Are Bonds Sure-Fire Losers?
Everyone today seems to be an expert on the bond market. Typical viewpoints include;
“Interest Rates have nowhere to go but up!”
“When Interest Rates Go Up Bond Investors Lose Money!”
“Bond Investors are in for a Rude Awakening!”
That last one is especially sweet. Do you mean there is someone out there who owns bonds and hasn’t heard that rising interest rates are bad for bonds? Really?
Yes there is a mathematically grounded inverse relationship between bond prices and bond yields. When rates go up, prices go down and vice versa. And yes it is highly likely that the interest rates will go up at some point in the future. (We had previously suggested that investors move some of their fixed income into liquid alternative investments).
However, it is also a fact that interest rates have already gone up as a result of both Fed Chairman Bernanke’s statements and our collective hand-wringing. And we have recently been informed by Mr. Bernanke that he is not yet ready, contrary to previous loud hints, to begin unwinding his massive easing program. As we gaze at our old friend the Yield Curve, we see that some bond yields have gone up more than others. For example, the yield on the 10 year US Treasury has increased 100 basis points since the low reached in May, while the yield on the 7 Year has increased 93 basis points. The 5 Year US Treasury has increased 75 basis points, while the 3 year went up 36 basis points and the 2 Year has increased just 15 basis points. Why did long bonds increase more than short bonds? Because long term bonds inherently carry more interest rate risk and investors demand more of a risk premium. And because long bonds are less under the spell of the Fed’s low interest rate policies. What does this mean for bond investors? It means that the market has begun to adjust to the probability of higher interest rates by building in a cushion for new investors. When the difference between short bonds and long bonds gets bigger, some of the risk is taken out of long bonds. The relationship between interest rates on bonds of differing maturities is referred to as the Yield Curve and in this instance the Yield Curve has gotten steeper. When the Yield Curve gets steeper, savvy bond investors look to see if a ride down the yield curve might be rewarding or might help reduce portfolio risk.

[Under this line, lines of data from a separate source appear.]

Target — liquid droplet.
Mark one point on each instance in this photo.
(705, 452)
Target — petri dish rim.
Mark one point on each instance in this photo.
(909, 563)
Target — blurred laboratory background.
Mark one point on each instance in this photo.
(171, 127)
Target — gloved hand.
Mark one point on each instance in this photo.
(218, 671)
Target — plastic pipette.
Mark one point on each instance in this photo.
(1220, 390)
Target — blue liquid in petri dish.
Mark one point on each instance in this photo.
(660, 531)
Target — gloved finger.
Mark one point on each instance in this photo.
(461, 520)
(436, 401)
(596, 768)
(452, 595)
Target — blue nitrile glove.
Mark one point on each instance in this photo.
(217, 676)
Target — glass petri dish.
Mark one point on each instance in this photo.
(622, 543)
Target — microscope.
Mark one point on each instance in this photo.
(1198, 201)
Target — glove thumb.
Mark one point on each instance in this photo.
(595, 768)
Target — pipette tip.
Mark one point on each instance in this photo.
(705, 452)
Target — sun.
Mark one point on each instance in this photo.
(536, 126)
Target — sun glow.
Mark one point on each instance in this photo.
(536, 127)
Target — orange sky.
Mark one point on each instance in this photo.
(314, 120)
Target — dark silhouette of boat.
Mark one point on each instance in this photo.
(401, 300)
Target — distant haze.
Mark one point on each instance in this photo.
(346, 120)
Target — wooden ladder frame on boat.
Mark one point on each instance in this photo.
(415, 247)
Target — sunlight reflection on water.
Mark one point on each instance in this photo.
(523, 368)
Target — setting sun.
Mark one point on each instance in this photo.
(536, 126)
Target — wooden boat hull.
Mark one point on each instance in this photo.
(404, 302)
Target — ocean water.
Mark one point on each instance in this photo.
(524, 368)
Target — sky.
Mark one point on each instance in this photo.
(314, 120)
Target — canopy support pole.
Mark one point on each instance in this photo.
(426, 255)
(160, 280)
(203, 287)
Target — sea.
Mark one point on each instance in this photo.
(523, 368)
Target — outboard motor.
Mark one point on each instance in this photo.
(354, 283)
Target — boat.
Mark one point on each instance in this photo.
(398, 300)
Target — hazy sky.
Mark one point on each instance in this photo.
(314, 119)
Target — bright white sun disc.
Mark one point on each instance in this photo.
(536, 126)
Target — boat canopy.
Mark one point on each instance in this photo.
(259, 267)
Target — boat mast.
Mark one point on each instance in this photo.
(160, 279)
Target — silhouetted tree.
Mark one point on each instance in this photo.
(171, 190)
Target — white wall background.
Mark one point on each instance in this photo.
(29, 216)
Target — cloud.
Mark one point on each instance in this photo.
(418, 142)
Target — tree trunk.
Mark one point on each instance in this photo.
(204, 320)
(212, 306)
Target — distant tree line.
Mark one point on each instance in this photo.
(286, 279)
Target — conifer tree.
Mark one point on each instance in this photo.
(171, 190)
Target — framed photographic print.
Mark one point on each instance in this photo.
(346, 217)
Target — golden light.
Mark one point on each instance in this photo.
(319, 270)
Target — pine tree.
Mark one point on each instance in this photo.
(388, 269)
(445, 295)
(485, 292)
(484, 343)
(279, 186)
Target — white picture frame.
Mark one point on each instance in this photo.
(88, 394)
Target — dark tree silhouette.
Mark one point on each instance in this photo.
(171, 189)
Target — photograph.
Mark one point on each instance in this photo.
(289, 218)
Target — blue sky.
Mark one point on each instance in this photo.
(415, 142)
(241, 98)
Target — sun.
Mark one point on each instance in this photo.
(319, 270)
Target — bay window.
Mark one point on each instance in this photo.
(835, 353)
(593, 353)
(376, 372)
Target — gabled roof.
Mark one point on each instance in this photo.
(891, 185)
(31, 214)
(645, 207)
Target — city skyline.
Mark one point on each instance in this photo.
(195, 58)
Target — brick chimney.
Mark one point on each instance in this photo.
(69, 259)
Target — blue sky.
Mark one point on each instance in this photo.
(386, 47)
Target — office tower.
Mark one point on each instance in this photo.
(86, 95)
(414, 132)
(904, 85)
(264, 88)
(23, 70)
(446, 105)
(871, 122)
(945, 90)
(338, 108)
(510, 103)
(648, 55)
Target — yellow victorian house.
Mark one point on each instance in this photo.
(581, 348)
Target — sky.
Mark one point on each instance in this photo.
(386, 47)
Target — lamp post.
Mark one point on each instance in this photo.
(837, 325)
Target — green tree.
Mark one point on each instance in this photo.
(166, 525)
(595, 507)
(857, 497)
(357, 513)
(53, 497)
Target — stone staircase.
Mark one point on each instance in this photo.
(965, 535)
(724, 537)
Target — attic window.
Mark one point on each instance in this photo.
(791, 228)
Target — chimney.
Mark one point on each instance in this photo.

Let’s take a look at the 10 Year Treasury currently priced to yield 2.62%. If we hold this bond for a year and there are no changes in interest rates, we will now be holding a 9 Year bond. Our Yield Curve says that 9 Year bonds yield 2.33%, which is less than 2.62%. Well we have already learned that when interest rates go down, bond prices go up, right? So by just watching our 10 year become a 9 year, our price will go up and our total return (change in value + interest earned) will be about 5.00%.What if the Yield Curve moves 100 basis points higher instead of remaining the same? Then we will lose value but will still earn interest, so that our total return is -2.75%.
The reward for riding the yield curve with no change in rates on the 7 year is 4.23% while a 100 basis point rise in rates would produce a total return of -1.24%. For the 5 Year we’re looking at 2.71% with no change and -1.05% with a 100 basis rise and for the 3 Year we can make 1.23% with no change or we can lose (-.69%).
Many of the bond “experts” out there are NOW telling you to get out of bonds or, more practically, to reduce duration, i.e. shorten the maturity profile of your portfolio. That advice would have you sell your 7 Year, let’s say, and buy the 3 Year, right? Let’s take a look at that. The 3 Year currently yields .65% while the 7 Year yields 2.00%. If rates go up 100 basis points (as expected?) you will have total return of -.69% on the 3 year vs. -1.24% on the 7 year. If you are 100% sure that rates will be higher by 100 basis points next year, this trade will be marginally beneficial before taking trading costs into account. If on the other hand, we continue our low interest policies for yet another year (not unthinkable) and rates don’t change, you are considerably better off (4.23% vs. 1.23%) holding on to the 7 year. Not such an easy decision anymore.
We still think it makes sense to move some of your “plain vanilla” fixed income into other asset classes, including alternative investments, high yield bonds, emerging markets bonds etc. But at these higher interest rate levels and with a steeper yield curve, there is a little more value in bonds today especially when you consider the roll down the yield curve in an environment that will probably see the Fed stand pat for a bit longer than had been previously anticipated.